Even in news published last month, Apple was said to apparently add NFC in its iPhone 5. NFC-added iPhone will let users 'swipe' their phones over a payment terminal in order to pay for small purchases. Although NFC in iPhone 5 have been rumoured for quite some time, an unnamed source claimed that Apple is actually looking to "offer those that own both an iPhone 5 and a Mac OS X-equipped laptop or desktop an interesting customisation feature".
Nokia recently confirmed that its already released C7 mobile phone contains an undocumented NFC chip. NFC capability will be 'switched-on' with a firmware upgrade due to be released in 2011. Nokia has also failed to mention what the general public will do with it once they have the upgrade.

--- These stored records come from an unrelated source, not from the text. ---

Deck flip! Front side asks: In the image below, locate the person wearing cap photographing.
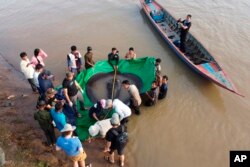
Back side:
[84,46,95,70]
[89,99,112,121]
[103,113,126,167]
[56,124,92,167]
[34,100,56,146]
[108,48,119,69]
[67,45,82,76]
[38,70,54,94]
[62,72,86,117]
[177,14,192,53]
[50,101,67,131]
[20,52,38,93]
[125,47,136,60]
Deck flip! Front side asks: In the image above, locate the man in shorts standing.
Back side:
[62,72,85,117]
[104,113,127,167]
[56,124,91,167]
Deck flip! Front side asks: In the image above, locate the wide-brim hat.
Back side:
[60,124,76,132]
[89,124,100,137]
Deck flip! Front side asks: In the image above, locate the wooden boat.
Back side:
[140,0,243,96]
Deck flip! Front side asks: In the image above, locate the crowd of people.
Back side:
[20,46,168,167]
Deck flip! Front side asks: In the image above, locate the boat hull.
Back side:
[140,0,242,96]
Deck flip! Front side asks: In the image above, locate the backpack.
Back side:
[112,126,128,145]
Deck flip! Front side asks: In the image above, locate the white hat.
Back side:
[110,113,120,125]
[60,124,76,132]
[89,124,100,137]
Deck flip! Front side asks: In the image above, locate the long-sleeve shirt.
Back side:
[20,59,34,79]
[31,49,48,67]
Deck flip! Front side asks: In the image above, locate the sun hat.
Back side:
[60,124,76,132]
[89,124,100,137]
[110,113,120,125]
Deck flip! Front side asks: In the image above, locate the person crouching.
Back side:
[103,113,127,166]
[56,124,91,167]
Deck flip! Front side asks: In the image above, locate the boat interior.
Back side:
[146,0,219,68]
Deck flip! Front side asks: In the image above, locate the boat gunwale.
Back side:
[140,0,244,97]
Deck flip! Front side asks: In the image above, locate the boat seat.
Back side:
[168,35,175,39]
[150,10,164,23]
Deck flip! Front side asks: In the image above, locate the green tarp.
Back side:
[76,57,155,141]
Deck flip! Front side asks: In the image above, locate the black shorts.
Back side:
[109,145,125,155]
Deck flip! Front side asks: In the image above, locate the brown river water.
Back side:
[0,0,250,167]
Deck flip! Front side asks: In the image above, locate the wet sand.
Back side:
[0,56,123,167]
[0,0,250,167]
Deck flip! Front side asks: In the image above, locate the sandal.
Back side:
[104,156,115,164]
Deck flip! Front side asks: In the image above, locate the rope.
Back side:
[111,66,117,101]
[102,66,117,120]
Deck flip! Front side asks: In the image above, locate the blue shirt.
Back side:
[56,136,82,156]
[50,108,67,131]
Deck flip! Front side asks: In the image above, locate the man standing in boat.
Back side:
[177,14,192,53]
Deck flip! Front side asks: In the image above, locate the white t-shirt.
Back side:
[20,59,34,79]
[33,71,40,88]
[96,119,112,137]
[113,99,131,121]
[128,85,141,105]
[68,53,77,68]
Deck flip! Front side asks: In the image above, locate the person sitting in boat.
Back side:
[125,47,136,60]
[145,81,159,106]
[177,14,192,53]
[89,118,112,138]
[89,99,111,121]
[155,58,161,74]
[158,75,168,100]
[108,48,119,67]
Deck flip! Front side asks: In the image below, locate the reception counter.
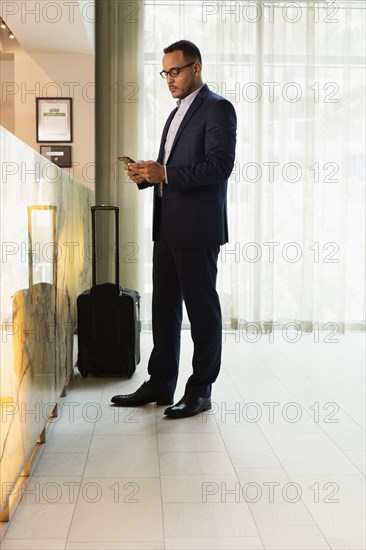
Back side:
[0,127,94,521]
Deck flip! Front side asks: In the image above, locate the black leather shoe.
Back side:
[164,394,211,418]
[111,382,173,407]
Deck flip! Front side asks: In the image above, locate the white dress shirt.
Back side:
[158,85,203,197]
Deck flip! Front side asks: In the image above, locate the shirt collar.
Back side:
[177,84,204,109]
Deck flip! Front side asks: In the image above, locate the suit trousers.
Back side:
[148,237,222,397]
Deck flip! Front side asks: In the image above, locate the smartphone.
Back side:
[118,157,135,164]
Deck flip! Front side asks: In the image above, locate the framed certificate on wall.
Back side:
[36,97,72,143]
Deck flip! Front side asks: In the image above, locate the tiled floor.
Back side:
[2,332,365,550]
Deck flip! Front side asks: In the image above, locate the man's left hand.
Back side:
[129,160,165,184]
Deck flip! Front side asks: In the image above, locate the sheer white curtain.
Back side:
[137,0,365,330]
[97,0,366,330]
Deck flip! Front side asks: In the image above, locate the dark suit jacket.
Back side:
[139,85,236,248]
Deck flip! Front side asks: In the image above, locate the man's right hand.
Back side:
[123,163,145,183]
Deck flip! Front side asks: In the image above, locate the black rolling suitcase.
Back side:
[77,205,141,378]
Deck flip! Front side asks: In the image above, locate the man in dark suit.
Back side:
[112,40,236,418]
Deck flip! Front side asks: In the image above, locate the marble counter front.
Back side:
[0,127,94,520]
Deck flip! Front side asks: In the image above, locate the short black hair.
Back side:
[163,40,202,65]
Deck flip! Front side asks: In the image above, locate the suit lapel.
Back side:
[169,84,208,156]
[158,107,178,164]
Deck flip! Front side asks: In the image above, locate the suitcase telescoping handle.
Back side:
[91,204,119,286]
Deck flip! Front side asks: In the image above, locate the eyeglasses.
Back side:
[159,61,196,78]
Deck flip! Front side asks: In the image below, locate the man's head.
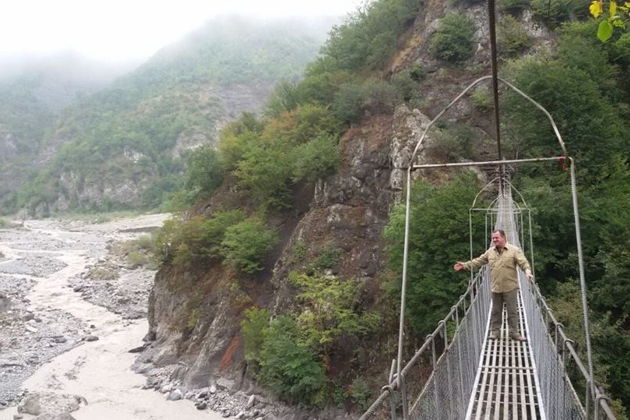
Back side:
[492,229,507,248]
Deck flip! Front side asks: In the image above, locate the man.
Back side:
[453,229,534,341]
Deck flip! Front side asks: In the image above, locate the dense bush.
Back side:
[320,0,420,71]
[228,104,340,208]
[154,210,245,266]
[385,173,486,335]
[221,218,278,274]
[497,15,532,57]
[185,144,224,197]
[497,0,530,14]
[429,13,475,63]
[292,134,339,182]
[242,309,326,404]
[289,273,380,353]
[531,0,587,27]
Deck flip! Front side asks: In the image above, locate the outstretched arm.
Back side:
[516,249,534,281]
[453,251,488,271]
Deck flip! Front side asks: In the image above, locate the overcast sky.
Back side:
[0,0,363,61]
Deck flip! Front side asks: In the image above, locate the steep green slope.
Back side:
[0,53,128,212]
[144,0,630,418]
[21,18,334,214]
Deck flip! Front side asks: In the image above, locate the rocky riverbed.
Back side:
[0,214,340,420]
[0,215,232,420]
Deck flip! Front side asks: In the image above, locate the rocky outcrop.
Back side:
[139,106,440,398]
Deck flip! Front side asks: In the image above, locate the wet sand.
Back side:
[0,215,223,420]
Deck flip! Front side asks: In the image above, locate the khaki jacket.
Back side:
[463,244,531,293]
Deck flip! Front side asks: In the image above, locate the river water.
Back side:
[0,215,223,420]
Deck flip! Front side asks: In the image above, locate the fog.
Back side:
[0,0,363,63]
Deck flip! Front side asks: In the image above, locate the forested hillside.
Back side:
[5,17,331,215]
[144,0,630,418]
[0,53,129,213]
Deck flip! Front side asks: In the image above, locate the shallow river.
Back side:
[0,215,223,420]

As early as in December 2007, Visa Europe, Transport for London, TranSys, Barclaycard, Nokia and AEG announced the 'O2 Wallet' trial in London. The 'O2 Wallet' was an application to bring together Oyster, Visa Pay-Wave and contactless ticketing on the now defunct Nokia 6131 NFC mobile phone. The first phase of the trial span November to February with 225 participants. However, no successive developments happened thereafter.
Telecom Italia began NFC trails on mobile phones in 2008, only to scrap the idea of payment over NFC in favour of a simple text message. In 2009, GSMA (GSM Association) boldly predicted that by mid-2009 full NFC functionality, including the standardised 'Single Wire Protocol' interface would be built into commercially available handsets. The 'Single Wire Protocol' standard would provide interface (known as the host controller) between the SIM and the NFC chip embedded in the handset.
However, 2010 has nearly gone, and we are only now seeing a widely available NFC handset entering the marketplace.
With Google and NXP Semiconductors joining hands to launch NFC stack in Android smartphones, could this be the trigger to general adoption of NFC technology and a NFC tag infrastructure.
The Nexus S will be available to purchase on the 20th December for £549 from the Carphone Warehouse and Best Buy stores.